Database version control plan: hot or not?
Based on reading around the web, stack overflow, and mostly these articles about db versioning that were linked from coding horror, I've made a stab at writing a plan for versioning the database of an 8 year old php mysql website.
Database Version Control plan - Create a db as the "Master Database" - Create a table db_version (id, script_name, version_number, author, comment, date_ran) - Create baseline script for schema+core data that creates this db from scratch, run this on Master Db - Create a "test data" script to load any db with working data - Modifications to the master db are ONLY to be made through the db versioning process - Ensure everyone developing against the Master Db has a local db created by the baseline script - Procedures for commiting and updating from the Master Db - Master Db Commit - Perform a schema diff between your local db and the master db - Perform a data diff on core data between your local db and master db - If there are changes in either or both cases, combine these changes into an update script - Collect the data to be added to a new row in db_version table, and add an insert for this into the script - new version number = latest master db version number +1 - author - comment - The script must be named as changeScript_V.sql where V is the latest master db version +1 - Run the script against the master db - If the script executed succesfully, add it to the svn repository - Add the new db_version record to your local db_version table - Update from Master Db - Update your local svn checkout to have all the latest change scripts available - compares your local db_version table to the master db_version table to determine which change scripts to run - Run the required change scripts in order against your local db, which will also update your local db_version table
My first question is, does this sound correct? My second question is, the commit process seems a bit complicated to do more than once a day. Is there a way to reliably automate it? Or should I not be commiting database changes often enough for it to matter?
Looking at your proposals, it doesn't seem like something that's feasible nor practical. I was working in a company where we used more than 1k tables per database (very complex system), and it all worked fine like this:
- Have one person in charge of the DB (lets call him DBPerson) - every script/db change has to pass through him. This will avoid any unnecessary changes, and some 'overlooks' of the issues (for example, if someone moves an index to perform better for his query, hi might destroy other persons work, maybe someone will create a table that is completely redundant and unnecessary, etc...). This will keep db clean and efficient. Even if it seems like this is too much work for one guy (or his deputy), in fact it isn't - the db usually rarely changes.

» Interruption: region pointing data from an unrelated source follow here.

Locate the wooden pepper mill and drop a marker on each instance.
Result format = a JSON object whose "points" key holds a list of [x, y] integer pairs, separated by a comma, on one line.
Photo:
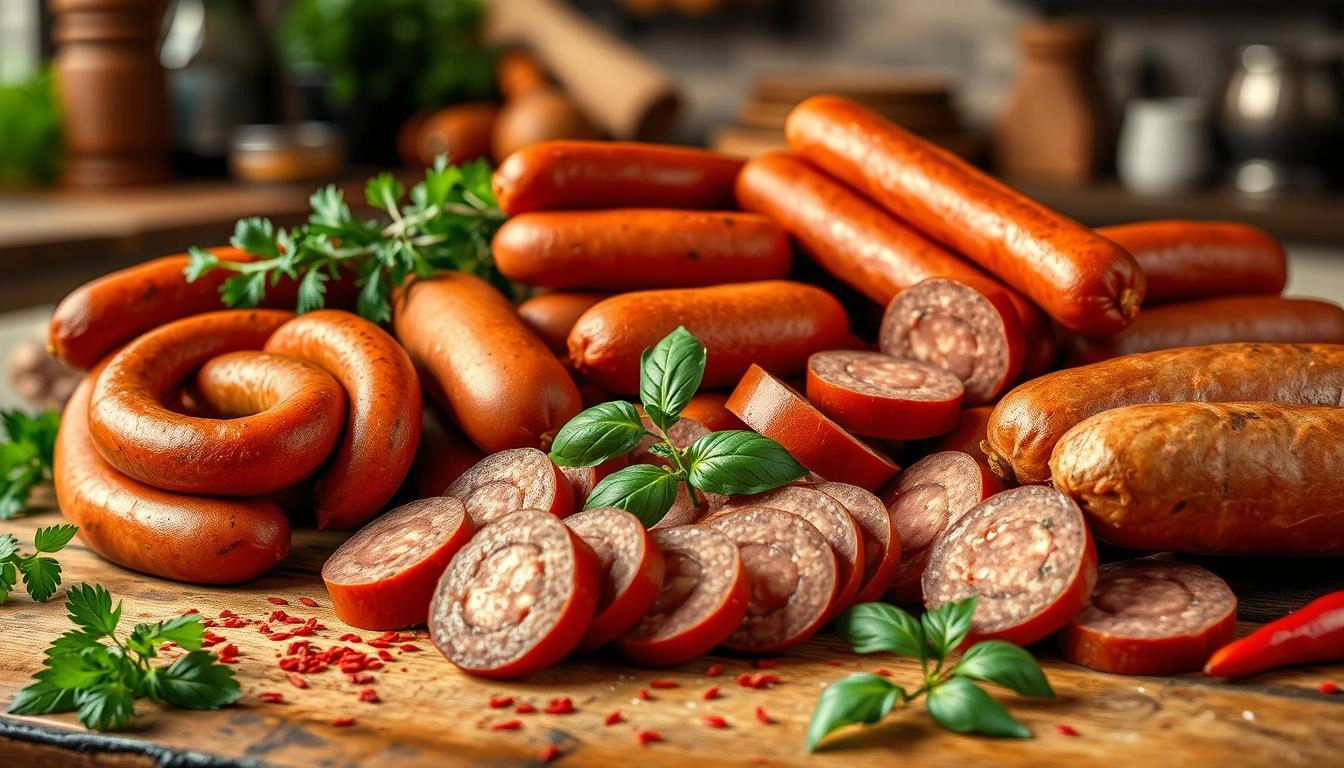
{"points": [[113, 92]]}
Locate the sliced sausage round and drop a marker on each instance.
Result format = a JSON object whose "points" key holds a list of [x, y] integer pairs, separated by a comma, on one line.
{"points": [[967, 327], [880, 540], [1151, 618], [929, 496], [629, 566], [511, 480], [793, 577], [516, 599], [383, 577], [777, 410], [879, 396], [703, 599], [1028, 558]]}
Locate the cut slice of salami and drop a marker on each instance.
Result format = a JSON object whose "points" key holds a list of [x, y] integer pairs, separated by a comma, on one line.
{"points": [[1151, 618], [879, 396], [383, 577], [703, 600], [777, 410], [967, 327], [880, 540], [1028, 558], [831, 518], [793, 577], [511, 480], [631, 568], [925, 501], [516, 599]]}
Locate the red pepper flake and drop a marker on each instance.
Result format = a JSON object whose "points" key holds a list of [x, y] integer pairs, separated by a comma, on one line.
{"points": [[559, 706]]}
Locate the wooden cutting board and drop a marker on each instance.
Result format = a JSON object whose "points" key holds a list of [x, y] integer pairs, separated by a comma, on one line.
{"points": [[432, 716]]}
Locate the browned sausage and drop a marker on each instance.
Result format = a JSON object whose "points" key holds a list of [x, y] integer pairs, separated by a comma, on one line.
{"points": [[1226, 478], [481, 363], [1030, 420], [1187, 260], [1078, 277]]}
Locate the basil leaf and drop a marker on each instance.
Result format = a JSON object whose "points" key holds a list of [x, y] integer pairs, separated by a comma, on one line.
{"points": [[961, 706], [641, 490], [597, 435], [669, 374], [738, 463], [858, 698], [1007, 665], [871, 627], [948, 626]]}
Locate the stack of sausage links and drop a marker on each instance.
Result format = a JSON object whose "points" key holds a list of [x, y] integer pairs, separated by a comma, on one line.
{"points": [[1196, 420]]}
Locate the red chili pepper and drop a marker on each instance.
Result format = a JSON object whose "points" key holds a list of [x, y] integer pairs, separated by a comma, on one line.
{"points": [[1309, 635]]}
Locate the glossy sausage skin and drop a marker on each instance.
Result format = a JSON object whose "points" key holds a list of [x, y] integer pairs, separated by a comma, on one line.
{"points": [[245, 456], [583, 175], [186, 538], [1078, 277], [773, 323], [481, 363], [1031, 418], [383, 424], [1218, 320], [1219, 478], [1184, 260]]}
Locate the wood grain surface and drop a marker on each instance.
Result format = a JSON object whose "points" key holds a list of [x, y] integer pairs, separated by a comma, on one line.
{"points": [[430, 714]]}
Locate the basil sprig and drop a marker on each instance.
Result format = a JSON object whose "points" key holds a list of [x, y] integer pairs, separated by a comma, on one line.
{"points": [[729, 463], [953, 700]]}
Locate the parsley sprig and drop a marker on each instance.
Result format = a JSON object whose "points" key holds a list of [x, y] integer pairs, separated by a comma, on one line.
{"points": [[950, 693], [448, 223], [104, 681], [729, 463], [26, 448], [40, 574]]}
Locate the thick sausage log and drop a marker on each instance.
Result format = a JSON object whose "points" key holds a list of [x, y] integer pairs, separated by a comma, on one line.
{"points": [[1032, 417], [1186, 260], [793, 577], [516, 599], [383, 577], [628, 249], [246, 456], [1026, 554], [570, 175], [777, 410], [1151, 618], [1218, 320], [481, 363], [383, 427], [631, 570], [879, 396], [1226, 478], [1078, 277], [704, 596], [186, 538], [773, 323]]}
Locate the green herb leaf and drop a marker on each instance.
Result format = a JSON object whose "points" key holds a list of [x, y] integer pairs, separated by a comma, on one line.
{"points": [[669, 375], [858, 698], [598, 435], [961, 706], [946, 626], [738, 463], [1007, 665], [641, 490], [871, 627]]}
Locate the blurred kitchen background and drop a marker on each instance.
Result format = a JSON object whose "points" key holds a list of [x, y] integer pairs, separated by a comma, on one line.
{"points": [[135, 128]]}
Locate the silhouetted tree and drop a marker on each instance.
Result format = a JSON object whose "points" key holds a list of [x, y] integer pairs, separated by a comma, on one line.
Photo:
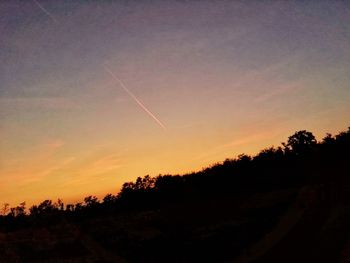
{"points": [[301, 141]]}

- Each script has to pass validation through DBPerson
- When the script is approved, the DBPerson assigns a number and puts it in 'update' folder/svn(...), with appropriate numbering (as you suggested, incremental numbers for example).
- Next, if you have some continuous integration in place, the script gets picked up and updates the db (if you don't have continuous integration, do it manually).
- Do not store entire database script, with all the data in script. Store the actual database instead. If you have branches of the solution - have each branch with it's own database, or you can always have update scripts divided for each of the branches so you could rollback/forward to another branch. But, I really recommend to have a separate db for each branch.
- Have one database always with default data (intact) - for needs of unit tests, regression tests etc. Whenever you do the tests, do them on the copy of this database. You could even put a nightly cleanup of the test databases with the main one (if appropriate of course).
In an environment like this you'll have multiple versions of database:
- Developers database (local) - the one that the dev guy is using to test his work. He can always copy from Master or Test Master.
- Master database - the one with all the default values, maybe semi-empty if you're doing redeploys to new clients.
- Test Master database - Master database filled with test data. Any scripts you have ran on Master you ran here as well.
- Test in progress database - copied from Test Master and used for testing - gets overwritten prior to any new test.
- If you have branches (similar database with slight difference for each of the clients) than you'll have the same as above for each branch...
You will most certainly have to make modifications of this to match your situation, but anyway I think that keeping the textual version of the create script for entire database is wrong in terms of maintainability, merging, updating, etc...